The Pipes Are Finally Moving: Why Clinical Event Streaming Is the Infrastructure Bet Nobody Took Seriously Enough
Abstract
This essay covers the architectural shift from batch ETL to event-driven clinical data pipelines, with specific focus on EHR event streaming, real-time deterioration detection, and operational alert routing. Topics include why healthcare streaming is categorically harder than fintech equivalents, what the dominant infrastructure stack looks like, and where the actual venture opportunity sits.
Key Points:
- Batch ETL has been healthcare’s dominant data pattern for 30+ years and it was always wrong for clinical work
- Event-driven architectures using Kafka, Flink, and similar tooling are now viable in hospital environments
- Clinical data has 5-6 structural problems fintech doesn’t have: schema chaos, contextual validity, documentation timing lag, regulatory constraints, human-in-loop requirements, and no equivalent to atomic transactions
- Real-time deterioration detection (sepsis, respiratory failure) is the clearest clinical proof case, with measurable mortality impact
- The venture opportunity is not the streaming infrastructure itself but the clinical logic layer sitting on top of it
- Health systems have the data and the willingness; they largely lack the engineering talent to build this internally
Table of Contents:
The Batch ETL Hangover
What Event-Driven Actually Means in a Hospital Context
The Stack: Kafka, Flink, and the Middleware Nobody Talks About
Why This Is Not Fintech (And Fintech People Keep Getting Burned)
Deterioration Detection as the Canonical Use Case
Streaming Into Operations: The Alert Routing Problem
Where the Venture Opportunity Actually Lives
The Batch ETL Hangover
The honest story of healthcare data infrastructure is that it was designed around the billing cycle, not the patient. Everything in the legacy stack optimizes for the claim. Data gets captured, batched, transformed, and exported in windows that align with when someone needs to submit something to a payer or generate a report for the board. The clinical workflow was an afterthought, and the infrastructure reflected that priority ordering pretty faithfully for about three decades.

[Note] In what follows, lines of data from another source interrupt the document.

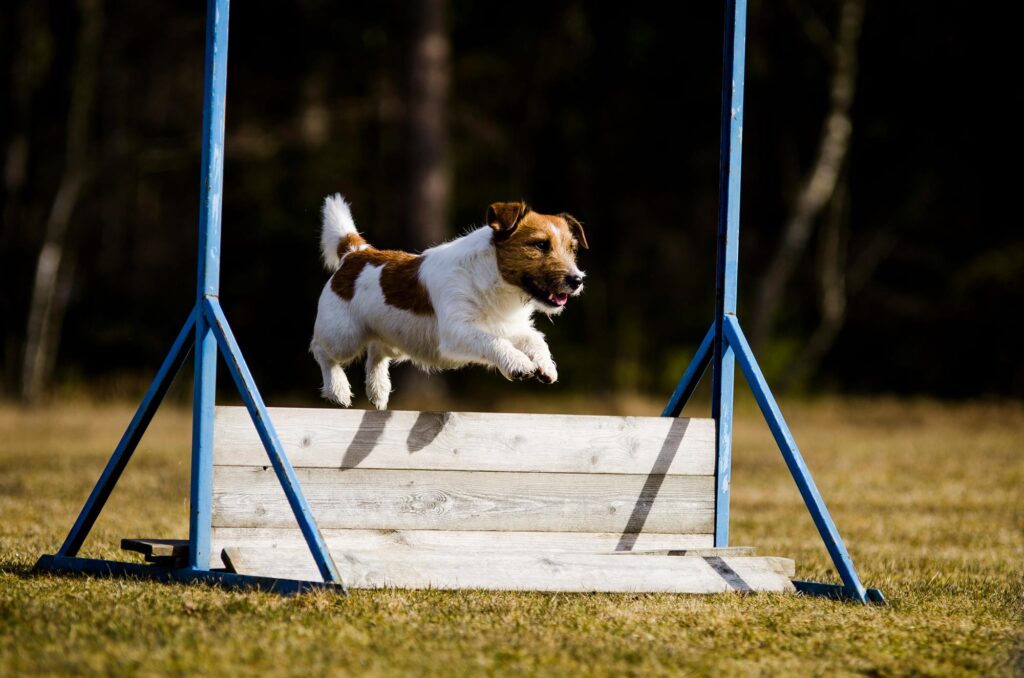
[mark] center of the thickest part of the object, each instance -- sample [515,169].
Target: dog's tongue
[558,299]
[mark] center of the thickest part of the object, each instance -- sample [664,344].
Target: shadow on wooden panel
[653,483]
[366,438]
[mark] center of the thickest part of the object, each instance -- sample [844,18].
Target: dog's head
[537,253]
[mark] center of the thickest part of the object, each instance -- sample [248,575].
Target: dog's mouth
[552,299]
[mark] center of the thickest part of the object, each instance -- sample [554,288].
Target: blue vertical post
[733,56]
[214,96]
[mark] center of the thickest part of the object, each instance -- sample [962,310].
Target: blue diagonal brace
[286,474]
[691,378]
[815,504]
[122,454]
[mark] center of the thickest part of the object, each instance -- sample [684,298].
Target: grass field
[927,495]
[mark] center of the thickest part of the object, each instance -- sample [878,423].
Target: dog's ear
[577,228]
[505,217]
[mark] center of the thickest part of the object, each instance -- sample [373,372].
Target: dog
[467,301]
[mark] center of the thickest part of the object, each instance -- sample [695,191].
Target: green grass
[927,495]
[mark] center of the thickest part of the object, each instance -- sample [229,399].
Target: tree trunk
[48,302]
[819,184]
[427,90]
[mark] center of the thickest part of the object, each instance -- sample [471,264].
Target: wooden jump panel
[472,441]
[414,542]
[482,501]
[251,497]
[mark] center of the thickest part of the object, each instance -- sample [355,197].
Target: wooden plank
[559,443]
[157,548]
[251,497]
[412,542]
[552,571]
[720,552]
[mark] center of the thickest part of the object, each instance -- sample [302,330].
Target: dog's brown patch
[535,251]
[349,243]
[400,283]
[399,279]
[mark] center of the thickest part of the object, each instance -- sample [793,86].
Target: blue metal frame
[211,331]
[725,344]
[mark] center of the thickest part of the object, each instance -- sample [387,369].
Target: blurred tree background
[873,256]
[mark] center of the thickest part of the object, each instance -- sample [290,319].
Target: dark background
[608,111]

Batch ETL as a pattern made sense for a certain era. You pull data from an EHR at 2am, transform it, load it into a warehouse, and analysts run reports in the morning. That is genuinely fine for retrospective quality analysis, population health dashboards, and financial reconciliation. Nobody needs real-time data to figure out how the readmission rate trended in Q3. The problem is that a lot of healthcare use cases are not retrospective. A patient who is septic at 11pm cannot wait for the 2am batch. A nurse who needs to know a patient’s current medication list before administering something cannot work from yesterday’s extract. The infrastructure was fundamentally mismatched with the urgency of clinical reality, and the industry just kind of tolerated that mismatch for a long time because building something better was genuinely hard and the incumbents had no financial incentive to do it.

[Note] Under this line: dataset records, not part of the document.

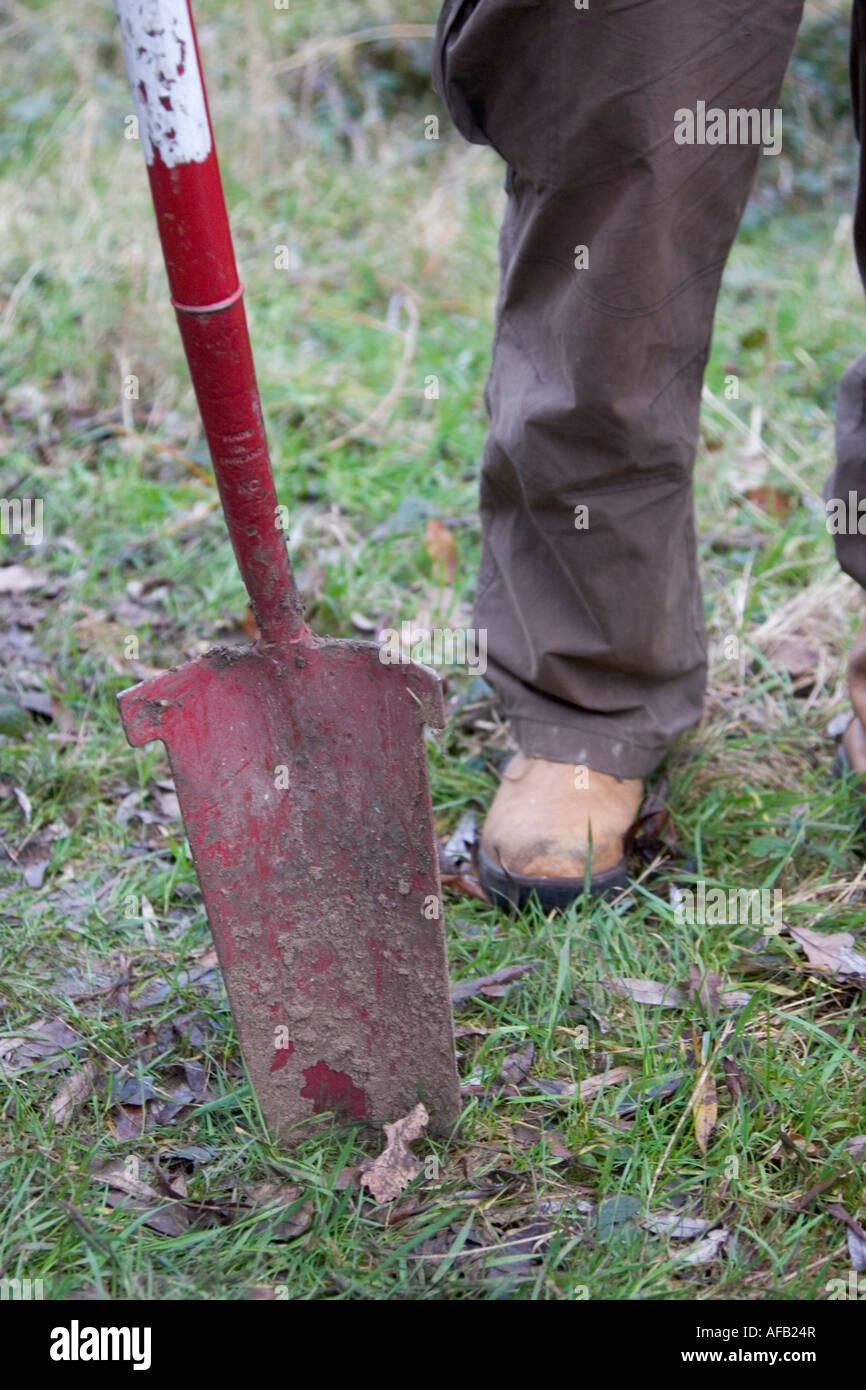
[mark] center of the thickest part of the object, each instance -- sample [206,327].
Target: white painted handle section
[166,79]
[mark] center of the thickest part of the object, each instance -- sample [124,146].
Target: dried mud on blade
[303,787]
[299,762]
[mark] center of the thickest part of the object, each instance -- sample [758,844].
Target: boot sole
[513,890]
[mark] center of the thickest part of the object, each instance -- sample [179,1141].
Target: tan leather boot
[852,749]
[537,834]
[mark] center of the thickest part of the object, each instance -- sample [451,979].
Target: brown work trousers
[612,249]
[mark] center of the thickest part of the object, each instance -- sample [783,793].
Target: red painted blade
[303,787]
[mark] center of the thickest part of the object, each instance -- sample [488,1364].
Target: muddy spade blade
[299,762]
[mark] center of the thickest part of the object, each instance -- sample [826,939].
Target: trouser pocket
[496,68]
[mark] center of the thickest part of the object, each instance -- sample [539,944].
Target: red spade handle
[174,125]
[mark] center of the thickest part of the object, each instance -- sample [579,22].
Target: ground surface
[132,1159]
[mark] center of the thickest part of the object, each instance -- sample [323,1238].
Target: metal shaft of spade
[299,761]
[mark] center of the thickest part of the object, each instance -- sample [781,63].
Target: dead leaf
[706,1250]
[856,1236]
[72,1093]
[516,1065]
[647,991]
[704,986]
[734,1077]
[491,984]
[856,1147]
[776,502]
[441,546]
[588,1089]
[167,1219]
[669,995]
[396,1165]
[705,1105]
[592,1084]
[797,656]
[674,1225]
[652,827]
[833,951]
[20,578]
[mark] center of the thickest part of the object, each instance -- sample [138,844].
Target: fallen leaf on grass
[491,984]
[706,1250]
[166,1221]
[441,546]
[652,829]
[20,578]
[798,658]
[268,1198]
[674,1225]
[588,1089]
[705,1105]
[647,991]
[704,986]
[516,1065]
[734,1077]
[667,995]
[72,1093]
[396,1165]
[47,1043]
[833,952]
[776,502]
[463,884]
[856,1236]
[615,1211]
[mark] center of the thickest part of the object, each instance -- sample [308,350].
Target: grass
[391,271]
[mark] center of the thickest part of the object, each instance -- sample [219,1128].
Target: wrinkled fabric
[610,256]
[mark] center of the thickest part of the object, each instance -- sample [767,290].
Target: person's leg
[612,250]
[848,481]
[594,617]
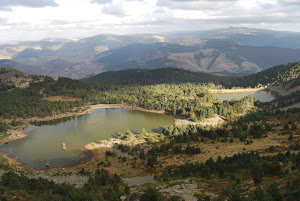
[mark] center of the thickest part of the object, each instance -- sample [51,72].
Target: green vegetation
[100,186]
[275,75]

What changed is a combination of three things happening more or less simultaneously. Epic and the other major EHR vendors started building real API surfaces, particularly after CMS started mandating interoperability. Cloud infrastructure got cheap enough that health systems could actually consider running Kafka clusters without having to justify a seven-figure capex line item. And a generation of engineers who had built streaming systems in fintech and adtech started showing up in healthcare companies with a reasonable question: why is this so much worse than what we built at Stripe? Those three forces together created the conditions for the current architectural transition.
The transition is real and it is happening, but it is not happening uniformly. What you see in the market right now is a fairly wide spectrum ranging from academic medical centers with genuinely sophisticated real-time pipelines down to rural critical access hospitals still faxing things. The opportunity space lives in that gap, and understanding the architecture is table stakes for understanding where the real leverage points are.